A pair of vintage-looking longhairs, drummer Johnny Kelly and bassist Steve Zing, nailed the beat way down on the railroad track where it belonged. And one must always kneel before Prong guitarist Tommy Victor: This dangerous mechanic totally owned the catalog -- inflecting every elemental riff with squeals, wahs and minute shadings; splintering out ice-hot solos; climaxing with enormous feedback flame-ups. He has grown with Danzig to the point where he's virtually indispensable. He rocks.
It was a monstrous performance, with an artful stage setup featuring alien skull sculptures, and the post-Halloween crowd was all over it. Welcome home, Mr. D.
Winding backward through the night, now . . .
Boasting as many band T-shirts in the audience as Danzig, spike-shanked Norwegian black metalers Dimmu Borgir were not shy about claiming the stage amid billows of red smoke. The contrasting vocals of the group's two huge Ajaxes -- lead voxman Shagrath's grainy croak and bassist I.C.S Vortex's heroically melodic proclamations -- stood out more than usual, but really this is an instrumental band, as the classically glorious processional hunt-summons "The Serpentine Offering" most strongly emphasized.
Two fierce slave girls writhed aflank the riser where touring drummer Daray lurked behind a hilarious hedge of multisize cymbals, and where geek-ghoul keyboardist Mustis spoozed horror chords or clanged Baroque arpeggios. Rhythm guitarist Silenoz skulked back and forth looking serious; touring lead guitarist Cyrus clambered up on the riser for a steeplechase solo. Things got dicy for one crowd surfer when it looked as if the fans were about to pitch the guy onstage onto the band's very pointy titanium shin-gear.
Styles ranged from the monolithic "The Reptile" to the "primitive, simple headbanging," as Shagrath called it, of "Puritania"; when Dimmu piled into the shrieking, pummeling conclusion of "Mourning Palace," we knew we hadn't been cheated. For a couple of decades, black metal has evolved a whole new way of writing songs -- one that (especially live) depends less on hooks than on surges and ebbs of energy, condensations and evaporations of texture. And nobody's better at it than Dimmu Borgir.

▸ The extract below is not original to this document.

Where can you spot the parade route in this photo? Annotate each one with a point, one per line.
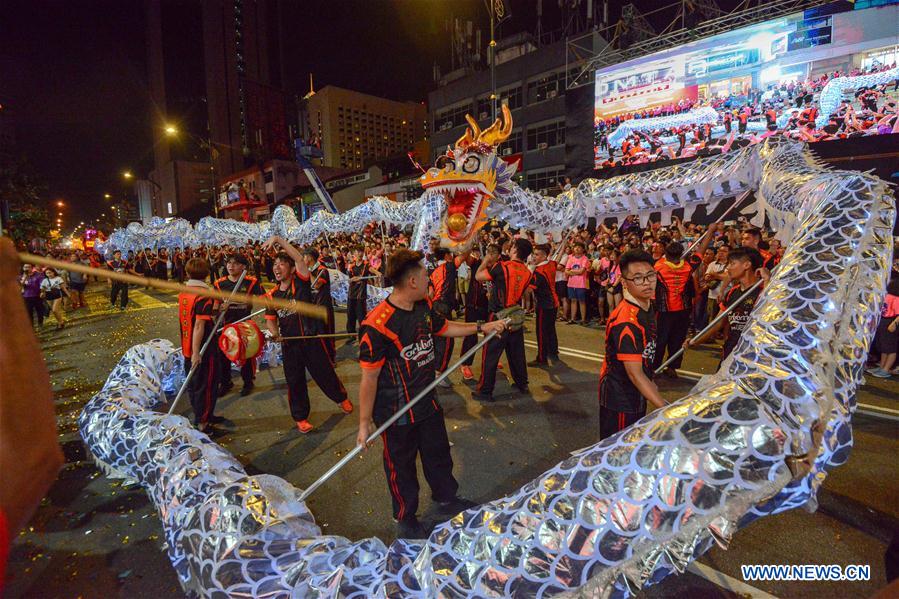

While Portugal's Moonspell employ the modern vocal woof, they're really kind of old-school melodic metal. ("Genesis!" yelled one heckler.) Their unusual combination of snake-charmer rock and double-kick counterpoint oozed plenty of charm, though, and guitarist Ricardo Amorim spieled out a really slick, curvy Afro-Iberian solo. A secret weapon not to be underestimated: He and bassist Aires Pereira were able to stand next to each other and simultaneously twirl their hair in opposite directions!
Skeletonwitch and Winds of Plague got screwed by the usual maladies that befall openers: short sets, bad sound and bad lighting. Too bad, as both have made good albums. Skeletonwitch's hillbilly dervish thrash was made to seem more one-dimensional than it is because we couldn't hear the twin guitars. Nicely accented by keyboards, Winds of Plague's waves of ambitious drama got flattened in a wall of mud -- impressive lyrical guitar solo, though. Both bands might heed the advice of Skeletonwitch voxman Derrick Nau: "Smoke weed! Thanks a lot!"